Jeune Léopard s'étirant
Antoine Watteau

Antoine Watteau

1684 - 1721

Antoine Watteau was the most influential French painter of the early eighteenth century. His development of the Fête galante led to immediate success and became his hallmark as a painter. The beginning of his very successful career developed largely outside the sphere of the Académie royale and within the context of traditional workshops of decorative painting. Most of his easel paintings were produced directly for the art market; only a very small number of commissions are known.

Watteau was one of the most brilliant colourists in French painting and probably the greatest draftsman in France in the eighteenth-century. Watteau was born in Valenciennes in 1684. He arrived in Paris around 1702 and first worked with the merchant Etienne Desrais on pont Notre-Dame producing copies. At an unknown date, he joined the workshop of Claude Gillot. At around 1707/1708 Watteau began to work with Claude III Audran (1657-1734) whose workshop specialised in decorative paintings. The location of the workshop in a royal building gave Watteau freedom from guild regulations, and he could for the first time produce paintings in his own name. In 1709, Watteau won the second place in the Grand prix at the Academy.

In the autumn of 1710, Watteau went back to Valenciennes for family reasons, a date confirmed by the passport issued for the artist.
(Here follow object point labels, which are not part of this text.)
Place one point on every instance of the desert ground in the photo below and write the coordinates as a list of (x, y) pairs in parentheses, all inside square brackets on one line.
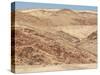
[(54, 39)]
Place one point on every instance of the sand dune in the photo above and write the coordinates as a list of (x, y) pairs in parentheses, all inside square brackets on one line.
[(55, 37)]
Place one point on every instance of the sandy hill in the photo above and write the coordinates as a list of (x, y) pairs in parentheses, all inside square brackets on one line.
[(44, 37)]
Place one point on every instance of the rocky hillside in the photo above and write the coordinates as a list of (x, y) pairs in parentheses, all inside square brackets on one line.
[(52, 37)]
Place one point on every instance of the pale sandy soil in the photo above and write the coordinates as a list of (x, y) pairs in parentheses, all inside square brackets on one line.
[(54, 40)]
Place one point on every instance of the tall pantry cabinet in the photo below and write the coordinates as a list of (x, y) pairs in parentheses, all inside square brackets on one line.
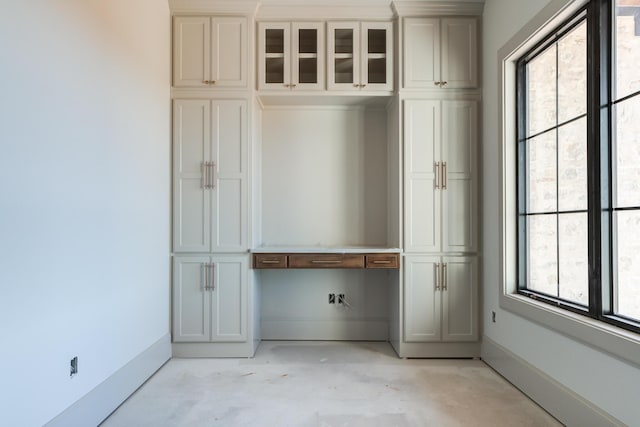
[(439, 115), (212, 288)]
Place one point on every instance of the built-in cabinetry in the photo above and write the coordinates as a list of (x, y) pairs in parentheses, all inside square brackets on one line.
[(441, 53), (440, 299), (210, 51), (210, 298), (360, 56), (440, 140), (291, 55), (312, 173), (210, 170)]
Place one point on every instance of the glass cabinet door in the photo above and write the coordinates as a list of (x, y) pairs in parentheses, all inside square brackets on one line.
[(308, 56), (274, 66), (377, 59), (344, 61)]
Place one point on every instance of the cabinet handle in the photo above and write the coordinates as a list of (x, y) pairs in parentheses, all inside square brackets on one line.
[(212, 282), (444, 175), (444, 275), (205, 175), (211, 174)]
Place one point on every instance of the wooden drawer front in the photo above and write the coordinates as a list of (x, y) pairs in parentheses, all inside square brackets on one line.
[(326, 261), (383, 261), (269, 261)]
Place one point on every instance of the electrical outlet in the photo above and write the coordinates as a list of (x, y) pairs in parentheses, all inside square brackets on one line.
[(73, 366)]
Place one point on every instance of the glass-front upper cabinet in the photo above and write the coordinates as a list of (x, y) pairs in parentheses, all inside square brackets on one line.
[(291, 56), (360, 56)]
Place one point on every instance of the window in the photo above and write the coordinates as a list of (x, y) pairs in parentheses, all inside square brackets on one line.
[(578, 165)]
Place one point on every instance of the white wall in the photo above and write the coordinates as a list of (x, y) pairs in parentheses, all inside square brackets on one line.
[(602, 379), (84, 196)]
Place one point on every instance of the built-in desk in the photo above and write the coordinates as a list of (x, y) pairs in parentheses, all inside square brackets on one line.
[(326, 259)]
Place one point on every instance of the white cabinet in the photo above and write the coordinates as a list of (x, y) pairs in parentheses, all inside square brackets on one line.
[(210, 299), (440, 176), (209, 51), (210, 194), (440, 53), (291, 56), (360, 56), (440, 299)]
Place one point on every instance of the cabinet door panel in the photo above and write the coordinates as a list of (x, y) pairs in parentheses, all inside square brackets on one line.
[(459, 153), (191, 201), (191, 51), (191, 302), (422, 175), (376, 46), (274, 55), (229, 52), (230, 196), (343, 55), (421, 52), (229, 299), (421, 299), (459, 52), (307, 51), (460, 300)]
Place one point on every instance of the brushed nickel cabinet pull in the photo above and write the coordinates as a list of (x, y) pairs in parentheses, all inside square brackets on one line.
[(205, 175), (444, 175), (444, 275)]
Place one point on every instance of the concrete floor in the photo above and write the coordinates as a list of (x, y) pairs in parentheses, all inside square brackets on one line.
[(327, 384)]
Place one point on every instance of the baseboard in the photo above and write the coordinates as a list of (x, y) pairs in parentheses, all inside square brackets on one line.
[(99, 403), (325, 330), (564, 404)]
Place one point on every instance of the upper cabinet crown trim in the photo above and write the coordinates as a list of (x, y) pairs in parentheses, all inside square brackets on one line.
[(219, 7), (427, 8)]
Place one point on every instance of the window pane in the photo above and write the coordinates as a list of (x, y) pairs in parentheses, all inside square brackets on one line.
[(572, 74), (627, 153), (572, 166), (542, 195), (541, 91), (542, 254), (628, 264), (573, 257), (627, 48)]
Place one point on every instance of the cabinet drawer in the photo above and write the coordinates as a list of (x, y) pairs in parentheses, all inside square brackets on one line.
[(269, 261), (382, 261), (326, 261)]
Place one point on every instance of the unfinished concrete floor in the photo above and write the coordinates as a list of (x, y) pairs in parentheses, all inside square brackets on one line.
[(327, 384)]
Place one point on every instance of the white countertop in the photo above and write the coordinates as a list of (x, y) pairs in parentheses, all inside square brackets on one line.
[(324, 249)]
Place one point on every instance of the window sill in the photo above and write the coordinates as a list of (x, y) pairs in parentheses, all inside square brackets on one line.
[(622, 344)]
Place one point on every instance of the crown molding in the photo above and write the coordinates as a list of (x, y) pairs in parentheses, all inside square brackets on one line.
[(242, 7), (425, 8)]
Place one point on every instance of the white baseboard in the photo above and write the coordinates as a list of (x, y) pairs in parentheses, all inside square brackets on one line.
[(325, 330), (99, 403), (564, 404)]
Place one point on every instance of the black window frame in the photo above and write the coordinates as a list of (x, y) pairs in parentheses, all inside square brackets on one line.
[(599, 17)]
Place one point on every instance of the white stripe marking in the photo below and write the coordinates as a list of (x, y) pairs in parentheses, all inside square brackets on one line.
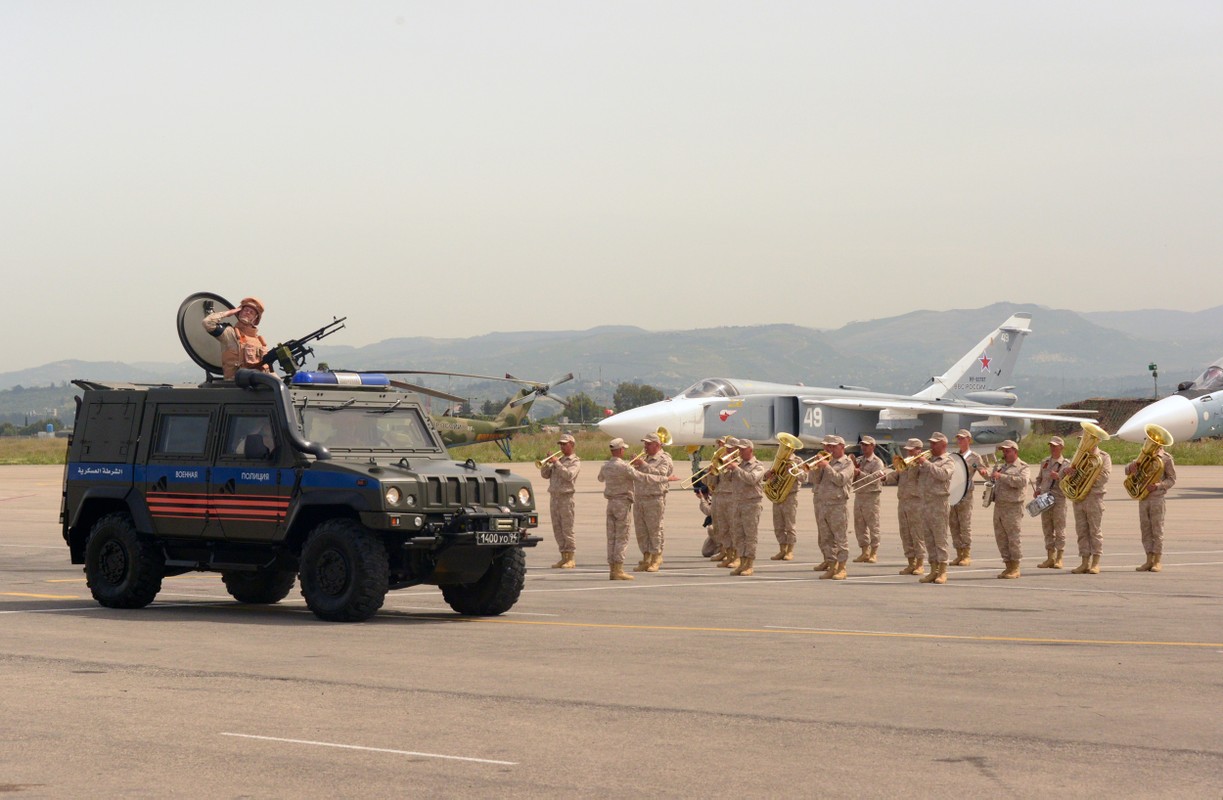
[(400, 752)]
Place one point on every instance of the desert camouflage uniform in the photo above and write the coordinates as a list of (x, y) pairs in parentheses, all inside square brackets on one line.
[(617, 478), (561, 477), (650, 500), (934, 487), (866, 504), (1053, 519), (1089, 513), (1010, 488)]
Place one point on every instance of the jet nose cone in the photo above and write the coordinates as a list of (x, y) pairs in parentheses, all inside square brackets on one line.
[(1175, 414)]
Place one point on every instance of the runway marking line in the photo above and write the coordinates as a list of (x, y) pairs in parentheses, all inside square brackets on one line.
[(399, 752), (822, 631)]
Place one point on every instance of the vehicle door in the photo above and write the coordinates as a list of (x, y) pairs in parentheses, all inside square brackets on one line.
[(176, 472), (251, 487)]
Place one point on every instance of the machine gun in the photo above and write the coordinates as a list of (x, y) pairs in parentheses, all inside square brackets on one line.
[(292, 354)]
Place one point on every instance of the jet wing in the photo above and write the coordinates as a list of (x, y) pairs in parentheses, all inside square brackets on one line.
[(921, 406)]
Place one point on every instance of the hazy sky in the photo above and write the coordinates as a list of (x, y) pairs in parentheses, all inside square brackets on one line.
[(453, 168)]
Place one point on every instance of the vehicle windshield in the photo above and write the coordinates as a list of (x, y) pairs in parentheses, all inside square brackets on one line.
[(361, 428), (711, 388), (1211, 379)]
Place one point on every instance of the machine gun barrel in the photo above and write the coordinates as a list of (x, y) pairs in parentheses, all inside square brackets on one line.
[(292, 354)]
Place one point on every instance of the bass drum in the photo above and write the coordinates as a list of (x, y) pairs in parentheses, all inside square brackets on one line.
[(961, 480)]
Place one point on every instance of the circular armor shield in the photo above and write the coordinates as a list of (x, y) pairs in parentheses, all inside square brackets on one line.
[(961, 485), (203, 348)]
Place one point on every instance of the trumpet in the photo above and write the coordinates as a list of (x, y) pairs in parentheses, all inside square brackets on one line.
[(542, 462), (664, 438)]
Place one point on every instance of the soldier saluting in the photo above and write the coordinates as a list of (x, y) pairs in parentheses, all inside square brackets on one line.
[(243, 348)]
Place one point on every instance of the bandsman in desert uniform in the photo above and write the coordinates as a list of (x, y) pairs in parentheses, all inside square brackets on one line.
[(1151, 510), (653, 472), (831, 480), (866, 502), (1053, 519), (960, 516), (934, 487), (615, 475), (242, 345), (561, 471), (909, 510), (1089, 515), (1010, 477), (747, 493)]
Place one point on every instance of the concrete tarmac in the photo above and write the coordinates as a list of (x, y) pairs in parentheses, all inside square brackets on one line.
[(683, 683)]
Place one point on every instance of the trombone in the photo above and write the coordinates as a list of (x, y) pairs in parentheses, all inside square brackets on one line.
[(664, 438)]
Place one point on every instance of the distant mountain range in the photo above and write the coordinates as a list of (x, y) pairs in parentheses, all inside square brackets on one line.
[(1068, 356)]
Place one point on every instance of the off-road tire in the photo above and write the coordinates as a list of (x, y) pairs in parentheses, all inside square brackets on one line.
[(122, 569), (495, 592), (262, 587), (344, 571)]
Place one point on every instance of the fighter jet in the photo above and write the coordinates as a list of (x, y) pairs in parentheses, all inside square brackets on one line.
[(972, 394), (1195, 411)]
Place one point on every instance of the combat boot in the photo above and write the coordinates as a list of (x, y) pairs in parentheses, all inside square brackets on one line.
[(941, 573), (1010, 571)]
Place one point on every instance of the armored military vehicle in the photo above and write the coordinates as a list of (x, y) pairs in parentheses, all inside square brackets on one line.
[(338, 478)]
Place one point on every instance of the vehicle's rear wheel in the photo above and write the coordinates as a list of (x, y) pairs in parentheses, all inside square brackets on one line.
[(121, 568), (344, 571), (261, 587), (495, 592)]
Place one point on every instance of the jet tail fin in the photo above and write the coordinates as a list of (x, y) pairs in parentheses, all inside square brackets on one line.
[(987, 367)]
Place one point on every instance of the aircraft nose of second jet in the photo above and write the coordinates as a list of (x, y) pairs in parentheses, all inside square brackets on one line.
[(1175, 414)]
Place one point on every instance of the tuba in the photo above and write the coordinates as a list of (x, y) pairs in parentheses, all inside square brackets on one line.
[(1085, 464), (782, 481), (1149, 467)]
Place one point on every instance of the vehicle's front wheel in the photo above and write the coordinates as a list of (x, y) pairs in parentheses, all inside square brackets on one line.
[(344, 571), (261, 587), (121, 568), (495, 592)]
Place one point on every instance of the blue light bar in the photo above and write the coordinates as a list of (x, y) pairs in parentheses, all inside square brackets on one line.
[(341, 378)]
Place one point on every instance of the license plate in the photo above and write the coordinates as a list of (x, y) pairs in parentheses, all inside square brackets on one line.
[(497, 537)]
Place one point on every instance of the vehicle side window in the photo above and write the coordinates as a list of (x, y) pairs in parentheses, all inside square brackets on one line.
[(182, 434)]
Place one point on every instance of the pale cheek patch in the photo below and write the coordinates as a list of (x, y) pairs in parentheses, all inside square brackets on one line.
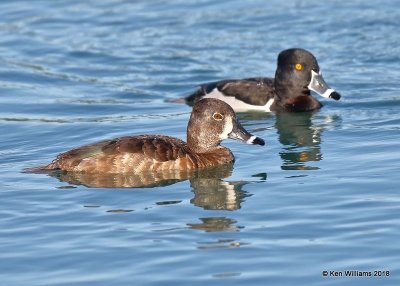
[(251, 139), (228, 127)]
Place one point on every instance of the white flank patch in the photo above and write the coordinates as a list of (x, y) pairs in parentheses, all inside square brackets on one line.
[(238, 105)]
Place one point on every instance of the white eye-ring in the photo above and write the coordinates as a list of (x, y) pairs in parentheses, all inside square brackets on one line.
[(218, 116)]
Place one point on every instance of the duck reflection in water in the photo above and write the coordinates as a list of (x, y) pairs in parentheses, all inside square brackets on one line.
[(210, 190), (300, 139)]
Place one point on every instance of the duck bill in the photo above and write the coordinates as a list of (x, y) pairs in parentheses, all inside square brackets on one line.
[(239, 133), (318, 85)]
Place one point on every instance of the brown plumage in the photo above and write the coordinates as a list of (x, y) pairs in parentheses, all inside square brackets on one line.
[(211, 121)]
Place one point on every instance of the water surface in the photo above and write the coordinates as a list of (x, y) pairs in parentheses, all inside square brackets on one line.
[(321, 195)]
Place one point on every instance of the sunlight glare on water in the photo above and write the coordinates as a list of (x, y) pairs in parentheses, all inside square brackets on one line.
[(321, 195)]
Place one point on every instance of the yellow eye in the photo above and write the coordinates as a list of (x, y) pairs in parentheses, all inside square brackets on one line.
[(218, 116)]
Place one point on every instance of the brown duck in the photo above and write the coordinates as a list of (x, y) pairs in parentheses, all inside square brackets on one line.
[(211, 121)]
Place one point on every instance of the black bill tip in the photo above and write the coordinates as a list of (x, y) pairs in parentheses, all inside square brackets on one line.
[(335, 95)]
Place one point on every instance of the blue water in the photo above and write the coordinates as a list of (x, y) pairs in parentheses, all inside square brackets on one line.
[(322, 195)]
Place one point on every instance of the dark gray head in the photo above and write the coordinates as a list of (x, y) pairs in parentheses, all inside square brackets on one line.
[(298, 71), (212, 121)]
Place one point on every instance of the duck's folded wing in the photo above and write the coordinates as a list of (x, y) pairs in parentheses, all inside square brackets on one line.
[(120, 155)]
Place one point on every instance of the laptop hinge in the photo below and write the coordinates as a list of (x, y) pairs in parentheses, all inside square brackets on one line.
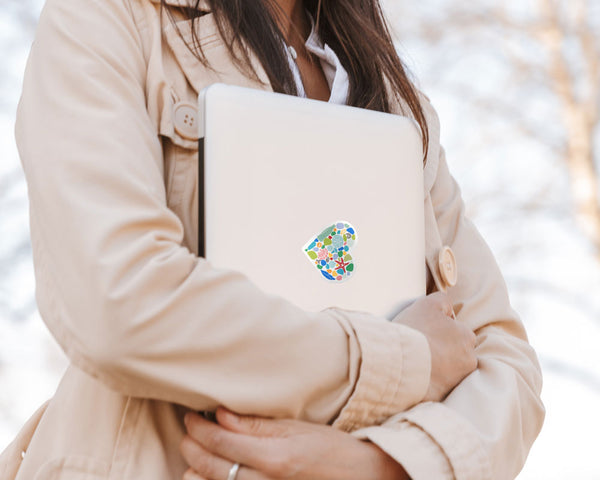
[(201, 201)]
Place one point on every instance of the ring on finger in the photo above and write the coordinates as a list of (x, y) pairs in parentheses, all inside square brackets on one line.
[(233, 471)]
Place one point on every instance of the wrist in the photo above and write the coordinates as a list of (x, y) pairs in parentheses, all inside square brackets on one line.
[(384, 466)]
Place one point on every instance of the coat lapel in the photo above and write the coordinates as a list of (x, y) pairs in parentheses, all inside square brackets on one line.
[(226, 71)]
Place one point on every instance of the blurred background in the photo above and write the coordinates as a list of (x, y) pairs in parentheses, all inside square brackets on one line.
[(517, 88)]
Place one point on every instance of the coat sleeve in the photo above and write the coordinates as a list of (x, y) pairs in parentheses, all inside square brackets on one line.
[(128, 303), (484, 429)]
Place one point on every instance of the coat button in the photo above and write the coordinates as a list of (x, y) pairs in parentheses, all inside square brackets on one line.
[(185, 118), (447, 264)]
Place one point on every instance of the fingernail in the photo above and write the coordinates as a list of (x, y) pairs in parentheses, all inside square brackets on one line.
[(232, 417)]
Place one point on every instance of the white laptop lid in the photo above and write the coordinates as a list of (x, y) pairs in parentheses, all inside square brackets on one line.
[(319, 203)]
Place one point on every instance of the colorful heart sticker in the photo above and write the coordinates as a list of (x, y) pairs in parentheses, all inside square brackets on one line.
[(329, 251)]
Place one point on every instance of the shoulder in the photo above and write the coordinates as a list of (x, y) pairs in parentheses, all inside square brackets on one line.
[(433, 153)]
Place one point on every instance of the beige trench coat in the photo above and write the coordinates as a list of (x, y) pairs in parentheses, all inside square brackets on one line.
[(152, 331)]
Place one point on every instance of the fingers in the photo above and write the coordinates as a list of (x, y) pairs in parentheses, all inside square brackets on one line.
[(259, 453), (203, 463), (251, 425)]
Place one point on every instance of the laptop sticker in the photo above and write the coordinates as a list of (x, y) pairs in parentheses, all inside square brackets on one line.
[(329, 251)]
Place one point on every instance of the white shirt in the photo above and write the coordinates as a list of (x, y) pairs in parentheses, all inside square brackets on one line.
[(336, 75)]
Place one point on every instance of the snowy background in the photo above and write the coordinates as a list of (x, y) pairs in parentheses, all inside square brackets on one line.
[(503, 131)]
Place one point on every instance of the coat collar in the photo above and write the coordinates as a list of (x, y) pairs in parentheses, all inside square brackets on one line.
[(226, 71)]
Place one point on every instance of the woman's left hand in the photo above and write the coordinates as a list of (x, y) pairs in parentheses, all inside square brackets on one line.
[(275, 449)]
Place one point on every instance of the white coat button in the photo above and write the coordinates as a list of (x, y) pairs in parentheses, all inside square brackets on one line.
[(447, 264), (185, 118)]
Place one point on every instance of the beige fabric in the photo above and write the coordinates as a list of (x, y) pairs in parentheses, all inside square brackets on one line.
[(152, 331)]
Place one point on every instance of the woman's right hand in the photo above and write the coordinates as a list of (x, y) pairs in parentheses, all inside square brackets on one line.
[(452, 344)]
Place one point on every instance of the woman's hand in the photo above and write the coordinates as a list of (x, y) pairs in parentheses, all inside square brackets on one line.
[(277, 449), (452, 344)]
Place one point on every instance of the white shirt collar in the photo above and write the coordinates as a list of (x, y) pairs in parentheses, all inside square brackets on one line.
[(336, 75)]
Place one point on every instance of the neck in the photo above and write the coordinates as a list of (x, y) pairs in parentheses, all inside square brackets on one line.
[(292, 20)]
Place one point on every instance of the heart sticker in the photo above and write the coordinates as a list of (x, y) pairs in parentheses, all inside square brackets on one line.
[(329, 251)]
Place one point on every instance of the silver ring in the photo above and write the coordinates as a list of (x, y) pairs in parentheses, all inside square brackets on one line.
[(233, 471)]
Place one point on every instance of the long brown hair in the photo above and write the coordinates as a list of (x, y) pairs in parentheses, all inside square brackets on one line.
[(355, 29)]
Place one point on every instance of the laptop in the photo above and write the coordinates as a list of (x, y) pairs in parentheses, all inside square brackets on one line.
[(319, 203)]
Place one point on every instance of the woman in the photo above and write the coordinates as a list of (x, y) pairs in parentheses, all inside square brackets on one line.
[(106, 139)]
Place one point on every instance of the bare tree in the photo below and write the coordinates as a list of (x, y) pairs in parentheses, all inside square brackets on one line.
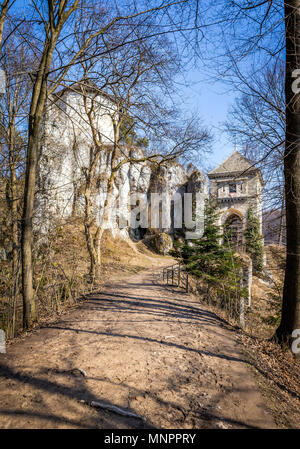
[(59, 49)]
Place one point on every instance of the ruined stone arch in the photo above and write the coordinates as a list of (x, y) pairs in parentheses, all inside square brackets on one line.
[(233, 227)]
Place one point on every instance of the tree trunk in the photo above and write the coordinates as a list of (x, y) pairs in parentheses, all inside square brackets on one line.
[(291, 292), (37, 106), (13, 206), (281, 223)]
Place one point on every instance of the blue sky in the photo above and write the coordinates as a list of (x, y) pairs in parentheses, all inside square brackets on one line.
[(212, 102)]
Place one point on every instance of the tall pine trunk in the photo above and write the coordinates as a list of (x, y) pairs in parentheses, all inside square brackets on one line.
[(290, 319)]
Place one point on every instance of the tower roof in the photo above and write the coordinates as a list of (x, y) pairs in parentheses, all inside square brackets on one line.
[(235, 163)]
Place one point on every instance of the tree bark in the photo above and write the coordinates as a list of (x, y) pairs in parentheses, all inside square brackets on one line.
[(38, 101), (291, 292)]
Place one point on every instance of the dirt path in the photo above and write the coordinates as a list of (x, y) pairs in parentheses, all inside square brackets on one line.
[(146, 348)]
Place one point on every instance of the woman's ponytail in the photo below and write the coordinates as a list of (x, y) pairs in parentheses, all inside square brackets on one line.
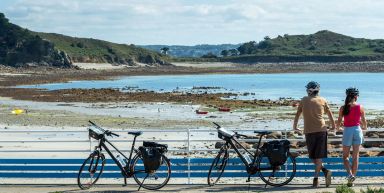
[(347, 104)]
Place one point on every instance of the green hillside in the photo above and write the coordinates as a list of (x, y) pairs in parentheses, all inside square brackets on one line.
[(321, 43), (98, 51), (20, 47), (323, 46)]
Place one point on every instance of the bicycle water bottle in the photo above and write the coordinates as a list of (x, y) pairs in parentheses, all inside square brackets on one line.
[(121, 160), (247, 158)]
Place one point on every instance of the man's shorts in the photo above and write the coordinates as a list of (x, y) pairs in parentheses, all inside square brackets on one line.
[(353, 136), (317, 144)]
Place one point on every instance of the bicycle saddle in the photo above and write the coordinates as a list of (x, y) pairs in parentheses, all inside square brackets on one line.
[(154, 144), (135, 133), (263, 132)]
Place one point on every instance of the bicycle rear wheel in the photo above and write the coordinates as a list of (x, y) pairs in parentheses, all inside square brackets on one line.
[(217, 167), (91, 170), (276, 175), (155, 179)]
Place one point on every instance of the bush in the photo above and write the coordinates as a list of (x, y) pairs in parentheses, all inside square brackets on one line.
[(373, 190), (344, 189)]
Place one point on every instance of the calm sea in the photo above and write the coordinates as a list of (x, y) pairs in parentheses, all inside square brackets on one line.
[(257, 86)]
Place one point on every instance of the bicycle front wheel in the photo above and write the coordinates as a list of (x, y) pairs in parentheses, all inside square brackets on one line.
[(90, 171), (155, 179), (276, 175), (217, 167)]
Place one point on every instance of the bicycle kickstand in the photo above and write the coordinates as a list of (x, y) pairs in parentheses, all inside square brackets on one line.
[(249, 178), (143, 182), (125, 181)]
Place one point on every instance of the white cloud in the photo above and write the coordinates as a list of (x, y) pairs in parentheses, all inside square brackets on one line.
[(198, 21)]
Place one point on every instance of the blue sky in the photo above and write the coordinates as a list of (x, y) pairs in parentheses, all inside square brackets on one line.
[(191, 22)]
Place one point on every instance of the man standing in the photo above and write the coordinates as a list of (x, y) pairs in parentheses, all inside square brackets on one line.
[(313, 108)]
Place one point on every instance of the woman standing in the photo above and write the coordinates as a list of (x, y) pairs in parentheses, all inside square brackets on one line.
[(353, 113)]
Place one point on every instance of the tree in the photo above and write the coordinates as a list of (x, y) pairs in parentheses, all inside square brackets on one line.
[(225, 53), (209, 55), (233, 52), (247, 48), (164, 50)]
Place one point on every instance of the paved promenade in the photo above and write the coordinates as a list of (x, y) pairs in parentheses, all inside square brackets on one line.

Around this time, he produced two military scenes for the merchant Pierre Sirois. After his return, Watteau worked for Antoine Dieu (1662-1727), producing a sketch for a tapestry cartoon (Muzeum Narodowe, Warsaw).

After these slow beginnings in different genres, Watteau became extremely successful with his most important innovation: a new, contemporary French version of the pastoral - paintings that were called Fêtes galantes from the 1720s onwards. It is most likely that Watteau developed the new genre around 1710. With this new type of painting his rise with collectors and the art market was meteoric. It was in reaction to his new fame that Watteau was agréé (candidate) at the Academy on 30 July 1712. After five years and many reminders by the Academy, Watteau became a member on 28 August 1717 with his "Pélérinage à l’Ile de Cythère" (Louvre, Paris). It was believed until recently that Watteau had been admitted in the new genre particulier of Fête galante, but he was accepted as a full member, i. e. a history painter.

At the end of 1717, Watteau lived with the collector Pierre Crozat where he had access to Crozat’s extraordinary collection of Old Master paintings and drawings. In 1718/1719, Watteau lived with his artist friend Nicolas Vleughels who appeared in several of Watteau’s paintings. Probably in order to explore a new market, Watteau went to London in 1719 where he stayed with Doctor Mead, one of the preeminent collectors of his day in Britain.

On his return from London in the spring of 1720, Watteau painted his most famous work, "L’enseigne", the so-called "Shopsign of Gersaint" (Schloss Charlottenburg, Berlin). A meeting of the Venetian pastel and miniature painter Rosalba Carriera and Watteau in August of that year is mentioned in Rosalba’s diary. Watteau died on 18 July 1721.